Snowflake Snowpipe API in Python to ingest data from AWS S3 to Snowflake stage tables

Published on 15/05/2020

4 min read

In category

Data Engineering

Snowflake Snowpipe

Snowflake is cloud data warehouse like Redshift but it features in the seperation of computing resources and storage. Snowflake offers a solution called Snowpipe to help copy files from AWS S3 to Snowflake.
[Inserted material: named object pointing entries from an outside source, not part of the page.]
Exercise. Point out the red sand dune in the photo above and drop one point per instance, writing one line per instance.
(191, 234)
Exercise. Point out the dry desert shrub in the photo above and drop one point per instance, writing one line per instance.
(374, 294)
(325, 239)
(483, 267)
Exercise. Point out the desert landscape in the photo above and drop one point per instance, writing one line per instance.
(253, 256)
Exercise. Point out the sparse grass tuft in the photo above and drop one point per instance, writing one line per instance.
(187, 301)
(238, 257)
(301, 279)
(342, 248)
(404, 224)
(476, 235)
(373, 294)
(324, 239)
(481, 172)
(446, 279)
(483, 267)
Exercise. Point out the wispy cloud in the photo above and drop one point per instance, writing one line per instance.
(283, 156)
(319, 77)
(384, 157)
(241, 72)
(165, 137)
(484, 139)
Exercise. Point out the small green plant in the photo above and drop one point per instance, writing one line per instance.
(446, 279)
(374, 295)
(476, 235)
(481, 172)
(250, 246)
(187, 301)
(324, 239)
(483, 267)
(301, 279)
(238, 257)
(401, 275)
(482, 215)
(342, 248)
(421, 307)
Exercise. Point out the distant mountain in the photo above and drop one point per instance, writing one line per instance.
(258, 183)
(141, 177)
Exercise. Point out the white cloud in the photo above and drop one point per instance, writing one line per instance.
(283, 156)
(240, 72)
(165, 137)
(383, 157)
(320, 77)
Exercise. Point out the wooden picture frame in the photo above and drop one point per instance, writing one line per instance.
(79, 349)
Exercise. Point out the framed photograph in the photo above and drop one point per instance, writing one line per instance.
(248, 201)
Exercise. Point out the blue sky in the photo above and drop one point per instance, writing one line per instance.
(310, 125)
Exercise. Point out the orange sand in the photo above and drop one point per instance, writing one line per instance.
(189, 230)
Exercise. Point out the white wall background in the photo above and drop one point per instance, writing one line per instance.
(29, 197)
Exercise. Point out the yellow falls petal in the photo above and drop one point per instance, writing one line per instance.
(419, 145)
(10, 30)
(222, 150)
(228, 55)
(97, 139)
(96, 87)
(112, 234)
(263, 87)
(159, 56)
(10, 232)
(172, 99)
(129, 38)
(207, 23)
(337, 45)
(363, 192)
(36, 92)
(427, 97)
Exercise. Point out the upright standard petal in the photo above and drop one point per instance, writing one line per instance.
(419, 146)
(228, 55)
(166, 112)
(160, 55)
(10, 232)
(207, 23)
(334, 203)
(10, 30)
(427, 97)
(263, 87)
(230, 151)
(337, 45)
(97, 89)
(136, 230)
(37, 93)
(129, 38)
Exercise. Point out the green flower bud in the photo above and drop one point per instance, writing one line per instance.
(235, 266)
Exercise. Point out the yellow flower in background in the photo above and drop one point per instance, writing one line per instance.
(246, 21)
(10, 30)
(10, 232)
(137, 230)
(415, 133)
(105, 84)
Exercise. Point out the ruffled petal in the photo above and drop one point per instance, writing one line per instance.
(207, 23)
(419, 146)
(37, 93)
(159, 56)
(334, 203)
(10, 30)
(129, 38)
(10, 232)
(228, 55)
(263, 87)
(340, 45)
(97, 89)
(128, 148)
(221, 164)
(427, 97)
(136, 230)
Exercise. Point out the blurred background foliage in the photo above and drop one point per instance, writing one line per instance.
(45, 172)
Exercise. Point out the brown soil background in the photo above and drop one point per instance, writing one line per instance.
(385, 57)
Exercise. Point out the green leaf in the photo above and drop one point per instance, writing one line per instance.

There're many ways to do it e.g. setting up AWS SQS but I would like to discuss a more stable way which is using its snowflake-ingest python package.

Python code setup

I have created a class called SnowpipeAPI shown below

from snowflake.ingest import SimpleIngestManager
from snowflake.ingest import StagedFile
from snowflake.ingest.error import IngestResponseError

class SnowpipeAPI(object):

    # ...

    def uploadFileList(self, file_list):
        self.logger.info("We are going to load: \n" + str(file_list))

        staged_file_list = [StagedFile(file_name, None)
                            for file_name in file_list]

        self.logger.info("loading pipe: "+self.table['pipe'])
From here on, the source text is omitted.